Die Bundesanwaltschaft geht davon aus, dass der Anschlag auf den BVB-Mannschaftsbus die Tat eines Einzelnen war.

Eine Sprecherin sagte, dass es bisher keine Hinweise gibt, dass der festgenommene Verdächtige Komplizen hatte. Gegen den 28-Jährigen liegt jetzt ein Haftbefehl vor. Noch nicht weiter sind die Behörden bei der Frage, um welchen Sprengstoff es sich handelte und wo er herkam. Laut Bundesanwaltschaft ist eine Untersuchung schwierig, weil von dem Sprengstoff nichts übrig geblieben ist. Deswegen müssen sich die Ermittler auf Bodenproben konzentrieren.

Der Verdächtige war in Baden-Württemberg gefasst worden. Er soll den Sprengsatz in der Nähe des Mannschaftsbusses gezündet haben, damit die BVB-Aktie an Wert verliert. Davon hätte der Verdächtige offenbar profitiert. Ein Bekennerschreiben am Tatort sollte den Verdacht auf die Islamistenszene lenken. Dem Festgenommenen wird jetzt versuchter Mord, Herbeiführung einer Sprengstoffexplosion und gefährliche Körperverletzung vorgeworfen.
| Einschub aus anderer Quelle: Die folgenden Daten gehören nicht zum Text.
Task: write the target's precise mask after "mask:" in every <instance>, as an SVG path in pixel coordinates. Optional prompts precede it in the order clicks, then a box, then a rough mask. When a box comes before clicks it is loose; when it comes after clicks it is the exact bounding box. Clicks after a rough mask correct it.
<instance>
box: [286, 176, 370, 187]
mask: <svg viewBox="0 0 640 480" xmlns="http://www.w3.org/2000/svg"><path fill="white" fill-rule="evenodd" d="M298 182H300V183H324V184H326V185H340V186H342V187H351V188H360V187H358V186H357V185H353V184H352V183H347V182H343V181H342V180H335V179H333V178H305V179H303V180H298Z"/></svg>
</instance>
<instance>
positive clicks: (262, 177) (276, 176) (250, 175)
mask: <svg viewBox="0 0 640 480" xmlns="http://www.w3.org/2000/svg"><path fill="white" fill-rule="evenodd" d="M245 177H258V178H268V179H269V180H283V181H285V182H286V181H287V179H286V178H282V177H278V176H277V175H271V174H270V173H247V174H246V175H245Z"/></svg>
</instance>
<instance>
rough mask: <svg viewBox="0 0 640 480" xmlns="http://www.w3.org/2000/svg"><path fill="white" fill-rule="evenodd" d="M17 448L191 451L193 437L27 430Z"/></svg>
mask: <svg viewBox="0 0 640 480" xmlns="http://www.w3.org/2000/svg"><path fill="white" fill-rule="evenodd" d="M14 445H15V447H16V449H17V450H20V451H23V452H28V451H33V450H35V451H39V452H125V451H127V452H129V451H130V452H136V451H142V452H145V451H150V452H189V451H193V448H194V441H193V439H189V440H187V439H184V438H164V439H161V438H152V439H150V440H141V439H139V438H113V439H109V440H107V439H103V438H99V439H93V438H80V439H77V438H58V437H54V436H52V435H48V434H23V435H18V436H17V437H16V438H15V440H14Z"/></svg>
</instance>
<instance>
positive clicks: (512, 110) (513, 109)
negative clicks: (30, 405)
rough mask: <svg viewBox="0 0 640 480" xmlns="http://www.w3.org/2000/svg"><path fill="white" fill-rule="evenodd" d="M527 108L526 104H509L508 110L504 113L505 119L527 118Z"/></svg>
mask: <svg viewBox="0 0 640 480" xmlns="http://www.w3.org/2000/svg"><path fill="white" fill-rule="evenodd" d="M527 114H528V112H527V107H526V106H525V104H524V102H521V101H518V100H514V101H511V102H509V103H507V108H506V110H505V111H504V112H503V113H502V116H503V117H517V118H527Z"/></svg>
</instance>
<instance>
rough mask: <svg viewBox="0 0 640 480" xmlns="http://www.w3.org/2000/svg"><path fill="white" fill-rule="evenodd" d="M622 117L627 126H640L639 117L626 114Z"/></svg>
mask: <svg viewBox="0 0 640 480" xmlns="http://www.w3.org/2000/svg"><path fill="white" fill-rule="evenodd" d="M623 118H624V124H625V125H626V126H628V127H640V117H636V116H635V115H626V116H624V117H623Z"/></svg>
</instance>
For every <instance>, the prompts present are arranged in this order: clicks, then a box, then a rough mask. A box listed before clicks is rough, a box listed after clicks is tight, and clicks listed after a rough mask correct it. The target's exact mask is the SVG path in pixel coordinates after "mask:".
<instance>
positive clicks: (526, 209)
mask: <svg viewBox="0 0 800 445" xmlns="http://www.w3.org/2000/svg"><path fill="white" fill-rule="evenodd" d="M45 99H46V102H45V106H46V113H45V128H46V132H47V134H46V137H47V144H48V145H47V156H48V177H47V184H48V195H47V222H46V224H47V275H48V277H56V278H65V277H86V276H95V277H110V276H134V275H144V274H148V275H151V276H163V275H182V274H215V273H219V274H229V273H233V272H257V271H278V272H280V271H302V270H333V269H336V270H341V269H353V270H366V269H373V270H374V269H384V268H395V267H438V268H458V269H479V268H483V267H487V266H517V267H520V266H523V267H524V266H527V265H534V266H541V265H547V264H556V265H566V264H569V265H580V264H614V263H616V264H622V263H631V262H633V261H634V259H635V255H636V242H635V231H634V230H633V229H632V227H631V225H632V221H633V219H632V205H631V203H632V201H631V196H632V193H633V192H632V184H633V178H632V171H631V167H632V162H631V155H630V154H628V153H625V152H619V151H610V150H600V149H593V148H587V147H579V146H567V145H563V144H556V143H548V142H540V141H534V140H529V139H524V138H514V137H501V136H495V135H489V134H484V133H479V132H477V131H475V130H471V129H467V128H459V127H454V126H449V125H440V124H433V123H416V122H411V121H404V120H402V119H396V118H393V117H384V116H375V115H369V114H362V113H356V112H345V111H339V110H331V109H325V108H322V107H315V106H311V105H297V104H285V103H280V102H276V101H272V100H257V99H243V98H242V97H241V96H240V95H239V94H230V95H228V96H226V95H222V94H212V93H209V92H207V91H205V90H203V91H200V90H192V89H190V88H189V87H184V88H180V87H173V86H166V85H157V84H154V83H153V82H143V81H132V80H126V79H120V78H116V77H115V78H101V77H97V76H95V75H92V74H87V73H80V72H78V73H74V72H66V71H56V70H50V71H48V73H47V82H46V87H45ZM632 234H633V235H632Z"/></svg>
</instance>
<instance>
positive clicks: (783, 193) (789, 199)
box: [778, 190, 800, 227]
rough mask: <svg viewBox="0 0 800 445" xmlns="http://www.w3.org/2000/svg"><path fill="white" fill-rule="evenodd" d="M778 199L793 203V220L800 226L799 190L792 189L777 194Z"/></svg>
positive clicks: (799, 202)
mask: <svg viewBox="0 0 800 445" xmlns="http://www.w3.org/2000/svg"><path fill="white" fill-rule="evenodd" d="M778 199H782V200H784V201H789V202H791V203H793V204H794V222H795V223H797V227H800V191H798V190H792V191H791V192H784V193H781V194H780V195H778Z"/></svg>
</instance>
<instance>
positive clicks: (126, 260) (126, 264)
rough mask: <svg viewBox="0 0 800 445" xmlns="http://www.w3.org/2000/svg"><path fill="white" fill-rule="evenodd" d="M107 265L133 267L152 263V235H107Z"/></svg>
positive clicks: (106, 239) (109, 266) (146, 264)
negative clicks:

Der Mann mit deutscher und russischer Staatsbürgerschaft hatte sich laut den Ermittlungen kurz vor dem Anschlag ein Zimmer im BVB-Mannschaftshotel genommen - mit Blick auf den späteren Ort des Anschlags.

Bei dem Anschlag letzte Woche waren drei Sprengsätze am Mannschaftsbus des BVB hochgegangen. Der Spieler Marc Bartra und ein Polizist wurden verletzt.